You’ve spoken about the growing intolerance in India. What would you advise young writers at a time like this?

We, as writers, must focus on the politics. Writing for comedy or for anything else is long over. We absolutely have to write about politics. That doesn’t mean we should harp upon some political slogan, but you have to be aware of what is happening around you. That is what adds to the politics of writing. Young writers should see what is happening around them and portray it to the readers to make them aware. Even a love story can be political. In each moment of life, we have our politics and it is the duty of writers to uphold it.

What is your writing process like?

It is a long process, sometimes taking three to five years. Normally, I spend a lot of time to collect the material from my memories, my friends, a book or a magazine. My chapters never move chronologically when I begin writing.
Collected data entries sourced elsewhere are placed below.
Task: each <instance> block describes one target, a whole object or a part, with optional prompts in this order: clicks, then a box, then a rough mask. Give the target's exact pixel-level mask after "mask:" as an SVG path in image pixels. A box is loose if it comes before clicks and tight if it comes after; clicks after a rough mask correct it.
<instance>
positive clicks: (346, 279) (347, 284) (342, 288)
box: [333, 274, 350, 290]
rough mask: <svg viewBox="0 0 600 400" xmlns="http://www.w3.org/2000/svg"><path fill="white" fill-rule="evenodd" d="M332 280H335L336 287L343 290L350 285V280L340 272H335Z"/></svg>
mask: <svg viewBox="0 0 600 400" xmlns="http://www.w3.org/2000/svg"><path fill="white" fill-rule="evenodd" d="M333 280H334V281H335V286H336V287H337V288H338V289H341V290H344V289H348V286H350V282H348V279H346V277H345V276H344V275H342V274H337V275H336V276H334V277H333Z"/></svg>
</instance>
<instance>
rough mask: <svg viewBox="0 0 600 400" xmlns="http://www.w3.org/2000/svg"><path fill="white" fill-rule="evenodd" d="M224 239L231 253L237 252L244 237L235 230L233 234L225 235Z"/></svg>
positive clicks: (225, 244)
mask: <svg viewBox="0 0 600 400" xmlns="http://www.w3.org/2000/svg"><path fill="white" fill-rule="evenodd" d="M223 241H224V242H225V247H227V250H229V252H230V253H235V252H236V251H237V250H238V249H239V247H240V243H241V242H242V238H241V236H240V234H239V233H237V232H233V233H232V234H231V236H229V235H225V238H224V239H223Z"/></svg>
I may end up writing the 15th chapter before I have written the seventh one. I do write randomly, never thinking about the chronology in the initial stages. Because at that moment, I want to say something and I just get it out.

It is only in the later stages that I connect the dots and the chapters to form the book. I try to write something every day — a paragraph or even a line. Sometimes I dream a bit since most of our writing happens in the mind and not on the computer. So even when I am travelling, the process continues.

What are you currently reading?

Flights by Olga Tokarczuk, the winner of the Man Booker International Prize. I think it is one of the best books I have ever read!

What is next on the cards other than the much-anticipated sequel to Jasmine Days?

I wish to write an “Indian” novel. Not Malayalee or any specific regional piece but a single novel which encapsulates all Indian experiences. I don’t know how to execute it but I do have a dream of representing every part and every corner of this country.